By Evan R. Goldstein
The day after the presidential election, Mark Lilla had to get something off his chest. “I wrote in a fever,” he says. The article that resulted, which appeared in The New York Times, argues that “American liberalism has slipped into a kind of moral panic about racial, gender, and sexual identity that has distorted liberalism’s message and prevented it from becoming a unifying force.”
Mr. Lilla, a professor of humanities at Columbia University, pinned the blame, in part, on academe and its fixation on identity politics. “How to explain to the average voter the supposed moral urgency of giving college students the right to choose … gender pronouns?” he asked. “How not to laugh along with those voters at the story of a University of Michigan prankster who wrote in ‘His Majesty’?”

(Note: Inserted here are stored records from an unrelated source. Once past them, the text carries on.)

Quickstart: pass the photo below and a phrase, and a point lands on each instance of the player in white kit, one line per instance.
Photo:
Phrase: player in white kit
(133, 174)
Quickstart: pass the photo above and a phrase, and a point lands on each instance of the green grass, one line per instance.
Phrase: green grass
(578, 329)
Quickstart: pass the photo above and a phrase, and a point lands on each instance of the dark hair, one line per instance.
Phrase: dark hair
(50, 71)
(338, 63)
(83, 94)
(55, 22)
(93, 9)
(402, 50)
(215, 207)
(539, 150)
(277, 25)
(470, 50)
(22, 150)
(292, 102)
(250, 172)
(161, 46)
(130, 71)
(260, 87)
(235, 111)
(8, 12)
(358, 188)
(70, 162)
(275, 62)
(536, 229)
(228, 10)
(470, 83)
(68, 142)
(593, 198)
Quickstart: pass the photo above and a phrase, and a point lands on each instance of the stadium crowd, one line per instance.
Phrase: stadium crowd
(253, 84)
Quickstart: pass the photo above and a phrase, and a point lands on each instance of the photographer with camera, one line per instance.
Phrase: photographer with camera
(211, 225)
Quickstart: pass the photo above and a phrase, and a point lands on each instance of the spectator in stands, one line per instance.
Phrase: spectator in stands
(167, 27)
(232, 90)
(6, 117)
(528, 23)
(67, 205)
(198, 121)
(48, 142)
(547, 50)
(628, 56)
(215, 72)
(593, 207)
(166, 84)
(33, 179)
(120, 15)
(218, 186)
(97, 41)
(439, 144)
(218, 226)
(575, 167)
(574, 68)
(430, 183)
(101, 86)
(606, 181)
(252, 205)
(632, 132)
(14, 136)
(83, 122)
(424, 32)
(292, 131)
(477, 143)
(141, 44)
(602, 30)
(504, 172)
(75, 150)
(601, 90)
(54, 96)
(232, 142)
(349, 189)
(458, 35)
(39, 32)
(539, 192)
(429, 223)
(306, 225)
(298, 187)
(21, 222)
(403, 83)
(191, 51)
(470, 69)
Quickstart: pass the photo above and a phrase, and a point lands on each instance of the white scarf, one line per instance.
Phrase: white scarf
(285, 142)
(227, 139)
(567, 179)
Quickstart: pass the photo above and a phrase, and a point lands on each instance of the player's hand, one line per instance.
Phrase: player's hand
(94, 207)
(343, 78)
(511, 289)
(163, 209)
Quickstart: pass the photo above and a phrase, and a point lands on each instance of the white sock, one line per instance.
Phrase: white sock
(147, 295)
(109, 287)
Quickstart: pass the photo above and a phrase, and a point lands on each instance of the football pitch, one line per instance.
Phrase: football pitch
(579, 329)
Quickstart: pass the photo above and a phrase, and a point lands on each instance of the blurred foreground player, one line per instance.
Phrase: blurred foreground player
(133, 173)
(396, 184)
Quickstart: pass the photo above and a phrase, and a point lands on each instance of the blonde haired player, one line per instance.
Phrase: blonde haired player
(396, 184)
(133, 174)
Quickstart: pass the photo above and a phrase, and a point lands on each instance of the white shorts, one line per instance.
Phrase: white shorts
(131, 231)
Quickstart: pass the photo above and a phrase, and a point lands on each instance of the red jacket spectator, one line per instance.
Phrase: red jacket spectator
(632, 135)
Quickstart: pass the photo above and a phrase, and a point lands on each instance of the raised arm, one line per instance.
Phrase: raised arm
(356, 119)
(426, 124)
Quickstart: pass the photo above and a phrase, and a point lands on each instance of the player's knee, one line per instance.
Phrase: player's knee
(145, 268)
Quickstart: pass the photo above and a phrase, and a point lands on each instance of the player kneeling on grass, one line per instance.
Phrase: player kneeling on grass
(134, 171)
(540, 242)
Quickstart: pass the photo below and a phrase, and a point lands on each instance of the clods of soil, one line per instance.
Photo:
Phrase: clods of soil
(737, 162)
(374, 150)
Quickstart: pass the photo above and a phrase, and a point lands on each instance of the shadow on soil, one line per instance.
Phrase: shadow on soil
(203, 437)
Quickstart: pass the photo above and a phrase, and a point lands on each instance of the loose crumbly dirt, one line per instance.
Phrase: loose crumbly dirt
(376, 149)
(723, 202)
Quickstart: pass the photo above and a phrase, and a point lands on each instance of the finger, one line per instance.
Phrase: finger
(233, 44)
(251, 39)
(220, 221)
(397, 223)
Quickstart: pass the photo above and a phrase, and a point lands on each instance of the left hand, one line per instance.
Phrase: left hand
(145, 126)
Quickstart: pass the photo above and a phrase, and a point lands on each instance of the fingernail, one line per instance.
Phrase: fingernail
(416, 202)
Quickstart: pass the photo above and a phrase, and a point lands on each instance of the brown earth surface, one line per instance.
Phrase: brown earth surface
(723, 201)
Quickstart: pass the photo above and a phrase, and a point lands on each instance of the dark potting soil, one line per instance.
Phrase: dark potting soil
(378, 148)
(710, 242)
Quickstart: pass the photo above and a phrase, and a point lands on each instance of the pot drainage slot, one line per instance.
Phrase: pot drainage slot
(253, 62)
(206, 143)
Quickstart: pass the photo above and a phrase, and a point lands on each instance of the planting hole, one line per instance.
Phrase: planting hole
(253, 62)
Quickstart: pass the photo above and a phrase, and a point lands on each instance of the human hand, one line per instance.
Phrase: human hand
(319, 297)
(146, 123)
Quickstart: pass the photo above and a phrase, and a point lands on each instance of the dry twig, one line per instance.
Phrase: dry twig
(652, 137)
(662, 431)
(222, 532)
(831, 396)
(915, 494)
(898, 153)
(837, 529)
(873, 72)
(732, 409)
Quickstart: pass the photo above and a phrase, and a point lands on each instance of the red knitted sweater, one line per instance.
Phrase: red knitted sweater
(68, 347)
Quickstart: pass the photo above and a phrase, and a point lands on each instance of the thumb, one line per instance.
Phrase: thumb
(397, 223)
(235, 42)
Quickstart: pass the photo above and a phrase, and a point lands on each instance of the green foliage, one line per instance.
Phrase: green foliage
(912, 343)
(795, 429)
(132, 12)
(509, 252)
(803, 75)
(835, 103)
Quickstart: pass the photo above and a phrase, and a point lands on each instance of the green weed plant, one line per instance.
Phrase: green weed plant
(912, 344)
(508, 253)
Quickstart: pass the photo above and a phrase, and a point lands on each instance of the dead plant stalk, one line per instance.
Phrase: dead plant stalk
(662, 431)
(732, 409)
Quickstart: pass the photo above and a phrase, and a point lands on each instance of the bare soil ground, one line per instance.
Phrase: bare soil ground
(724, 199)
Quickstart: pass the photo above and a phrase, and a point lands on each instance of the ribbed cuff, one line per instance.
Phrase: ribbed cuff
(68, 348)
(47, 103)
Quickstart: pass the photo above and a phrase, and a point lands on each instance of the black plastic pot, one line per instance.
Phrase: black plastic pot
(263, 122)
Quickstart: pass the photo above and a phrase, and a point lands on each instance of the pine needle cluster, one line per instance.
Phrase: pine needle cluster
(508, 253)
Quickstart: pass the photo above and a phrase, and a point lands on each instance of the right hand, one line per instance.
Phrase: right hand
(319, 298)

The article has provoked an avalanche of response and rebuttal. “Stop blaming our society’s political and social crises on campus-based demands for color- and gender- coded justice that reflect the crises far more than they cause them,” wrote Jim Sleeper, a lecturer in political science at Yale University, in the Times. “It is unconscionable, this know-better recrimination, directed at the very people who just put the most work and energy into defeating Trumpism, coming from those who will be made least vulnerable by Trump’s ascension,” wrote Rebecca Traister in New York magazine.